Comparison of adverse events beyond cycle 1 between cytotoxic combination and molecularly targeted phase I trials.

Abstract

e14028 Background: Traditionally, only grade 3 and 4 adverse events (AEs) occurring during cycle 1 are used for dose escalation decisions in phase I oncology trials. With the shift in cancer drug development away from cytotoxic chemotherapy towards molecularly targeted agents (MTAs), assessment of lower grade AEs and those in later cycles is considered to be of increasing relevance. This study evaluated differences in AE incidence between trial types (combination cytotoxic vs. single MTA) and cycle number (1 vs. 2-6). In line with previous work suggesting ethnic and age related differences in toxicities, we evaluated AE incidence across a range of patient demographics. Methods: Retrospective analysis of toxicity data in patients enrolled onto phase I clinical trials at a single UK centre between 2006 and 2016. All AEs in the first six cycles of treatment deemed at least ‘possibly related’ were recorded. Results: A total of 912 AEs (664, grade 1; 194, grade 2; 54, grade 3 and 4) were identified in 127 patients across 15 different trials (420 treatment cycles). Mean AE totals for patients on cytotoxic combinations and MTAs respectively were 4.51 and 2.94 in cycle 1, 3.47 and 3.04 in cycles 2-6. Patients on cytotoxic combinations experienced a significantly higher mean number of AEs in six cycles compared to those on MTAs (7.98 vs. 5.98, p = 0.0135).
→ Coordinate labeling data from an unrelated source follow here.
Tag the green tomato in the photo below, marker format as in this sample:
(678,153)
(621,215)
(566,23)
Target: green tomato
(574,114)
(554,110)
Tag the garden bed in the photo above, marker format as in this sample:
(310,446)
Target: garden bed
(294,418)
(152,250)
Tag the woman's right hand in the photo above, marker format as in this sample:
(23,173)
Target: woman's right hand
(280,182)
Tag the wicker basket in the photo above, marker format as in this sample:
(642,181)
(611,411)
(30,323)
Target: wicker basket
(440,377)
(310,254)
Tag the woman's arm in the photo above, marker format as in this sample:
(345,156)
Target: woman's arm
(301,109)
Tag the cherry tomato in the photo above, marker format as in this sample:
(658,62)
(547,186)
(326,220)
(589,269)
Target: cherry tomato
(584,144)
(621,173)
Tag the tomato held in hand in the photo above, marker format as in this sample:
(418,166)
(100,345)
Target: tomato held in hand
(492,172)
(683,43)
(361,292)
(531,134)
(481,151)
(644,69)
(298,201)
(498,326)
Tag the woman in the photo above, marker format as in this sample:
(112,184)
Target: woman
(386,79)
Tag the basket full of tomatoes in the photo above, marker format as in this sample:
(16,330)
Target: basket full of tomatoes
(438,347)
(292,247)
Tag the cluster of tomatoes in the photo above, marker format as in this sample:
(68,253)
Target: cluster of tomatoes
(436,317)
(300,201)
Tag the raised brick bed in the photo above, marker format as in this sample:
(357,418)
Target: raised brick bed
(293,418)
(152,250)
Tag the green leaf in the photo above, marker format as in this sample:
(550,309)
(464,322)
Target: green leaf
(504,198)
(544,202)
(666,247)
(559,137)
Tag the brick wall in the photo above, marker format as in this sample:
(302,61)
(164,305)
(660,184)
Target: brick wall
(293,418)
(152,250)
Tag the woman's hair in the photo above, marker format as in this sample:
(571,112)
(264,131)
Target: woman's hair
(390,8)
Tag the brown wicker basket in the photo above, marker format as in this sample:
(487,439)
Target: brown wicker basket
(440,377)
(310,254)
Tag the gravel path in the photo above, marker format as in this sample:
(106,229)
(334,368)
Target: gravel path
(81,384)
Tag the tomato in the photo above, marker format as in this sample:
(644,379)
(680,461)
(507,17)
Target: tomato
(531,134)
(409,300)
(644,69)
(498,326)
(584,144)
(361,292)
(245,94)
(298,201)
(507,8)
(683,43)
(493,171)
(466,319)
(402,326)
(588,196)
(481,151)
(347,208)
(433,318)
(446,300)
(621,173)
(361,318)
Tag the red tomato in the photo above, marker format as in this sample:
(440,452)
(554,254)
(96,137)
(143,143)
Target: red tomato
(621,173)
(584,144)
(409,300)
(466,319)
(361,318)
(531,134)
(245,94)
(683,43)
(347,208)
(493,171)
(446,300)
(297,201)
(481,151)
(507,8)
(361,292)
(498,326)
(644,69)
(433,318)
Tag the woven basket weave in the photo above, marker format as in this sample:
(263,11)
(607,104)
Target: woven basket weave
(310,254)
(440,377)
Of the patients experiencing grade 3-4 AEs, 57% (cytotoxic combinations) and 75% (MTAs) occurred for the first time after cycle 1. No significant difference in incidence of AEs was found between any subgroups of patient demographic variables. Conclusions: Incidence of AEs is less in MTAs than for cytotoxic combinations across cycles 1-6. The significant incidence of first grade 3-4 AEs occurring from cycle 2 onwards supports incorporation of AE assessment beyond cycle 1 into recommendations for phase II doses in MTAs.